Unit: $f \circ 1_A = f = 1_B \circ f$ for all $f : A → B$.
My questions are,
What do we mean when we say that a category "consists of" something? Do the functions and objects "belong to" the category in some more general sense of $\in$ as in $\sf{ZFC}$?
Presumably, here Awodey talks of "collection of objects" and "collection of arrows" but what precisely is a collection here? Will it be sets? classes? or, something else?
What is(are) the difference(s) between data and laws?
As has been hinted in Q the Platypus's answer below, I think we may define a category to be a triple of obljects, arrows and composition. But then we need to know whether we are taking the notion of triple as a primitive notion.

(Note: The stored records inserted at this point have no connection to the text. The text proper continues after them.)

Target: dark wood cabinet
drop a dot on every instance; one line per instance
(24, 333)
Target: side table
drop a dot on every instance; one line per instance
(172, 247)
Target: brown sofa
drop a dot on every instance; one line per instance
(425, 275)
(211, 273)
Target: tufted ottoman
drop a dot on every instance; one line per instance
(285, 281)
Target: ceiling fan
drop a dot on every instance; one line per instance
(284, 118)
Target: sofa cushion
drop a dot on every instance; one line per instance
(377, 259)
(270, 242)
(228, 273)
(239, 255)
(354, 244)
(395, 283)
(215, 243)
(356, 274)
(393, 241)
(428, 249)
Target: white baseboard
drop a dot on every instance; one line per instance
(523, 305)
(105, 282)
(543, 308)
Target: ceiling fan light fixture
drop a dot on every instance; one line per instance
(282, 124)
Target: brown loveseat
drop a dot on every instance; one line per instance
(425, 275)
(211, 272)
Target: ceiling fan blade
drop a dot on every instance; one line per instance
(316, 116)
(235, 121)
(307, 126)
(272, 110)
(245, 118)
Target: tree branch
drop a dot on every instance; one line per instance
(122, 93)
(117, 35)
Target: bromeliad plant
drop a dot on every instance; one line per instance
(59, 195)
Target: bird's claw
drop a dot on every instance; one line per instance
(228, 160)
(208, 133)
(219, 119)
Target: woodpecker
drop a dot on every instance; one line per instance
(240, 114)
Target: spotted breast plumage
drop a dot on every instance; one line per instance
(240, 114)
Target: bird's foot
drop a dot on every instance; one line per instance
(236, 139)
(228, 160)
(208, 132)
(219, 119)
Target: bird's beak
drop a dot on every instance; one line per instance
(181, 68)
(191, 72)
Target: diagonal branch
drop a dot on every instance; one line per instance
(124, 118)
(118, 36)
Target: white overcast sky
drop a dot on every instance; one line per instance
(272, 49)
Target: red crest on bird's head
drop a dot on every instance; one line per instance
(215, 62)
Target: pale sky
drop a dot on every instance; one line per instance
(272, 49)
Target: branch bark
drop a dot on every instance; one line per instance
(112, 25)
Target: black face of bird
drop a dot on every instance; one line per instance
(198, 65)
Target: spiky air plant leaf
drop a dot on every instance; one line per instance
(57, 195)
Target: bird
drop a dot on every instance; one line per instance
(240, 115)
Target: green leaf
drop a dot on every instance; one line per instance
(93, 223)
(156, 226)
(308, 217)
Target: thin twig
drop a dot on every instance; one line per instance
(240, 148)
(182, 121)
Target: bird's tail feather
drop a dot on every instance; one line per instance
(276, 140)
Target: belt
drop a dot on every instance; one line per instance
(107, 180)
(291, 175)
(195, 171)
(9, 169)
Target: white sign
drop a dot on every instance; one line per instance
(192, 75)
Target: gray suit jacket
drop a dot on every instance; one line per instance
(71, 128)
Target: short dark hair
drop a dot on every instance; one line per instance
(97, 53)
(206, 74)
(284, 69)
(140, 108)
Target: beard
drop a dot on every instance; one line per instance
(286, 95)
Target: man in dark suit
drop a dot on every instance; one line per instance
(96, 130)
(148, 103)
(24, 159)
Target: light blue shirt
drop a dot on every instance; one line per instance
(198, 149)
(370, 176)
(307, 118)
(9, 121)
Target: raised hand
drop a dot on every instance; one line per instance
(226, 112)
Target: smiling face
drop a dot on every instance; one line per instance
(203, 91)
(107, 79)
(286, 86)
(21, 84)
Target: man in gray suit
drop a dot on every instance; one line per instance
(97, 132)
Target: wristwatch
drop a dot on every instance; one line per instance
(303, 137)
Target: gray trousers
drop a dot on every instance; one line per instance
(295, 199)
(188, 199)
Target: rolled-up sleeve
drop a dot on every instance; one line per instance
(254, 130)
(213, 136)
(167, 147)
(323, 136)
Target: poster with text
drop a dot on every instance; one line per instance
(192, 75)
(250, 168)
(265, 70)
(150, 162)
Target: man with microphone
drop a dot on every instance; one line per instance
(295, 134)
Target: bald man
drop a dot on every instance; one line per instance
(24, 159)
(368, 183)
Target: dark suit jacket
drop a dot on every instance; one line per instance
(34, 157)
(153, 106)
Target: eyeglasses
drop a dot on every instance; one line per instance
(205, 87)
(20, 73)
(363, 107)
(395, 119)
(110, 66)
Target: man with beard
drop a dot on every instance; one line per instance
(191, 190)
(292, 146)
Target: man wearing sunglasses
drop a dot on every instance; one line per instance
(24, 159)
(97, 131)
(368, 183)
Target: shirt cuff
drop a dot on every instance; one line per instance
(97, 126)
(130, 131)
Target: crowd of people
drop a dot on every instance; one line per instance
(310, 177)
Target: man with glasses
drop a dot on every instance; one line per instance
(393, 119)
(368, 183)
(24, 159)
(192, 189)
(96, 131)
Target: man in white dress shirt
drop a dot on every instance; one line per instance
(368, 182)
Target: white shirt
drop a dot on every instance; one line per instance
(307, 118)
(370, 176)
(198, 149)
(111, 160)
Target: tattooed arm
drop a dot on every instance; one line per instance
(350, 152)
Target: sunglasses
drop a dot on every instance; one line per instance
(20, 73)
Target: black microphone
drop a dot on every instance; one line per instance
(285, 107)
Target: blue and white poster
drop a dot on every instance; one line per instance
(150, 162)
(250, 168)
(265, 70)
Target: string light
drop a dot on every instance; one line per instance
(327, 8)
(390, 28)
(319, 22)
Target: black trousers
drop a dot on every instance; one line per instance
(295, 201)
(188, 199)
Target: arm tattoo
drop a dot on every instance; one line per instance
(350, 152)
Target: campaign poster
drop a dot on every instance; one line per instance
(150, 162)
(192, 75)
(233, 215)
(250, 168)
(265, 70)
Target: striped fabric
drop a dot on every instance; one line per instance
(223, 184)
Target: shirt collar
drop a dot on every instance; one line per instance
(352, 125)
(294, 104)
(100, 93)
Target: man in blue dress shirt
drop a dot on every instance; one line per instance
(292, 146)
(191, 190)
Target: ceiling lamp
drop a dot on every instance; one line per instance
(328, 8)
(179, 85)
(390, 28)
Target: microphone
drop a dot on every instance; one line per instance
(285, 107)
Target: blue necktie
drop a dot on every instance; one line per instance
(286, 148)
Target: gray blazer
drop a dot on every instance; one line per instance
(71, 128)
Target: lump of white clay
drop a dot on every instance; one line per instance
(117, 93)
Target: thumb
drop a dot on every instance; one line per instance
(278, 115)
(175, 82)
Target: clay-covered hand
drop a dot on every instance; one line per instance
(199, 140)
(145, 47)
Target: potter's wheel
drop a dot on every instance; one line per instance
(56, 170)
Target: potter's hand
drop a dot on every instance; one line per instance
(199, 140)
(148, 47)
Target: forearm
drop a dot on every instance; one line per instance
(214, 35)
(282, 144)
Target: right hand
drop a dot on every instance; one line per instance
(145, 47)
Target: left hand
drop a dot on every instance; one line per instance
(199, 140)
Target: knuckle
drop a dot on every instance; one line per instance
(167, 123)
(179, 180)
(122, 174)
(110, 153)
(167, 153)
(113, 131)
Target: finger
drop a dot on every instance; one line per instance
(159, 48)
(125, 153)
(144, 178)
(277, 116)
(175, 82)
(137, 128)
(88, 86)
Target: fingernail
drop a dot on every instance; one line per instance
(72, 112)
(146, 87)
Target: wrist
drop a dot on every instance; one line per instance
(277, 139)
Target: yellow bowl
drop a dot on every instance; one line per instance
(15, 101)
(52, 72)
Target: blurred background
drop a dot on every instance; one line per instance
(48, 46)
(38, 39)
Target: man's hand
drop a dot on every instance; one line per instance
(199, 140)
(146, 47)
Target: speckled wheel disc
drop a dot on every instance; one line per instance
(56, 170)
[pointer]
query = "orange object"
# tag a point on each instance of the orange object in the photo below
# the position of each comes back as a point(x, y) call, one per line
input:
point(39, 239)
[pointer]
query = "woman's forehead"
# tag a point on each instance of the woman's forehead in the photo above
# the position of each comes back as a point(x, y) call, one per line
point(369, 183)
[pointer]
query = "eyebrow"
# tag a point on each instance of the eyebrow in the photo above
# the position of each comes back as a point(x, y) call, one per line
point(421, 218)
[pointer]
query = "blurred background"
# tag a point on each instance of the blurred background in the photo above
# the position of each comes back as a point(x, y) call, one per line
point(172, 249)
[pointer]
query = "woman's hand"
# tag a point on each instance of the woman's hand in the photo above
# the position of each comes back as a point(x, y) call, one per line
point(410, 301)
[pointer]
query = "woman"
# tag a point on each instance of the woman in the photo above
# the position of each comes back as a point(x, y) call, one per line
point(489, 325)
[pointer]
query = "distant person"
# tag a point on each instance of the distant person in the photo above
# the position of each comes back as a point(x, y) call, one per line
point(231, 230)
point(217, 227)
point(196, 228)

For if not, then naturally the question is, what is the definition of a triple?
This question is not really about category theory itself (though category theory is the first subject in which the issue you are running into cannot be easily swept under the rug). 1. and 2. could be equally well asked of set theory and basic algebra
Slightly more subtle is 3. but it can be asked in algebra
The answers to 1. and 2. is that you have to set up some theory that allows you to talk about collections. The standard theory do this with is first-order logic, in which every formula with free variables is a description of a collection (aka a class), and these collections may also be described by auxillary functions and relations.
Set theory is then a particular collection with an auxillary relation called "belonging" ($\in$) that satisfies certain axioms (e.g. ZFC). We call the objects that constitute this collection sets.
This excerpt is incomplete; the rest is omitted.